Like Spore Origins, Star Wars: The Force Unleashed Mobile ($10) from THQ Wireless is decidedly not the same game as you’d get by plunking down $50 on a Microsoft, Nintendo, or Sony console title; instead, it’s a heavily stripped-down version of an ambitious action game that instead gives you only a taste of what the full game offers. Overpriced for the experience it delivers, Force Unleashed is still an interesting release, and provides an interesting option for future developers to take when creating iPhone and iPod touch-ready game experiences.



You control an evil young apprentice to Darth Vader, tasked with carrying out assassinations of Jedi knights during the years following Episode 3 and preceding Episode 4.
Unlike the console game, there’s no need to make your character run, jump, or do anything except for repeatedly swing his lightsaber and use Force powers: the lightsaber is there mostly to block and reflect back gunfire, while the Force powers enable you to lift, push, and pull objects, electrocute people and things, and heal yourself either directly or through draining the life from enemies.

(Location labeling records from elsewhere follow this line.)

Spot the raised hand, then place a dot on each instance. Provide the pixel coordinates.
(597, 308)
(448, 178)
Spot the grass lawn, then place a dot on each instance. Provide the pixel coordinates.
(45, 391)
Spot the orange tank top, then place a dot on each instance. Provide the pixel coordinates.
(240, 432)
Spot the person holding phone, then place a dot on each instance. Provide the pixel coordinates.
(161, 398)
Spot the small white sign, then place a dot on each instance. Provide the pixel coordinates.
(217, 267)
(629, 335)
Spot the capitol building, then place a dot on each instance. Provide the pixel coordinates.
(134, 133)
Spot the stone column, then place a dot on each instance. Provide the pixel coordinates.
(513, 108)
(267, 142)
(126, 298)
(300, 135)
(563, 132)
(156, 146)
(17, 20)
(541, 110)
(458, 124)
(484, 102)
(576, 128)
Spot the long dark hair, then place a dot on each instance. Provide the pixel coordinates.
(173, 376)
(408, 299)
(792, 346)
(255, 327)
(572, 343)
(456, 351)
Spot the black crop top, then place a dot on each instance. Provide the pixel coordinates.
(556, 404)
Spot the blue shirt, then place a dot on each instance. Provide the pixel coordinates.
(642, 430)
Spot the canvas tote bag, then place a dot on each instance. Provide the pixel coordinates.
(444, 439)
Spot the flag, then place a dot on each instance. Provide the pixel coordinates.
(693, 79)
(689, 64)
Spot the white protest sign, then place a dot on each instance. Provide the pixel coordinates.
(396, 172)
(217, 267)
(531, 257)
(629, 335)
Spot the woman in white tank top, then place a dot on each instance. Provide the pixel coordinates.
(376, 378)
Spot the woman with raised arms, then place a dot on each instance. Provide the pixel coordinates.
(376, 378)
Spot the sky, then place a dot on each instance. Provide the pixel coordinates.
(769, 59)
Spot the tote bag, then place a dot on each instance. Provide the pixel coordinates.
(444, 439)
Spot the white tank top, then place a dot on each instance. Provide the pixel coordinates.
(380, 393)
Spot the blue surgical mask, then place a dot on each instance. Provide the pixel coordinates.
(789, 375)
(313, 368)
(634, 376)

What’s compelling here isn’t the predictable appearance of familiar Star Wars characters, such as the random presence of Princess Leia, both her adopted and actual fathers, and a number of Wookies in various levels of the game. It’s the use of the touchscreen, which THQ Wireless actually manages to make interesting by giving you an evolving list of powers and various practical challenges to use them. In some stages, after dispatching dozens of human foes, you’ll knock down or grab AT-STs, TIE Fighters, or giant plants, occasionally using them as weapons.
Doing this requires memorization of certain force gestures, as well as following on-screen prompts to use one or another at a given time.

Though extremely limited by comparison with the console game, and consisting solely of flat backgrounds through which 3-D character models run—unfortunately most often in diminutive, hard-to-see form—Force Unleashed Mobile keeps its levels interesting enough to make you want to keep playing. It’s also surprising that the game can be played either in horizontal or vertical screen orientation; it properly adjusts the artwork to let you enjoy either type of view. While we feel compelled to note that we enjoyed the free demo version of the Lucasarts console title more than the paid iPhone game—a demonstration of the gulf between the ambitions of console and most mobile game developers—other iPhone OS game makers could still learn a lot from Force Unleashed about making gesture-based iPhone titles fun to play.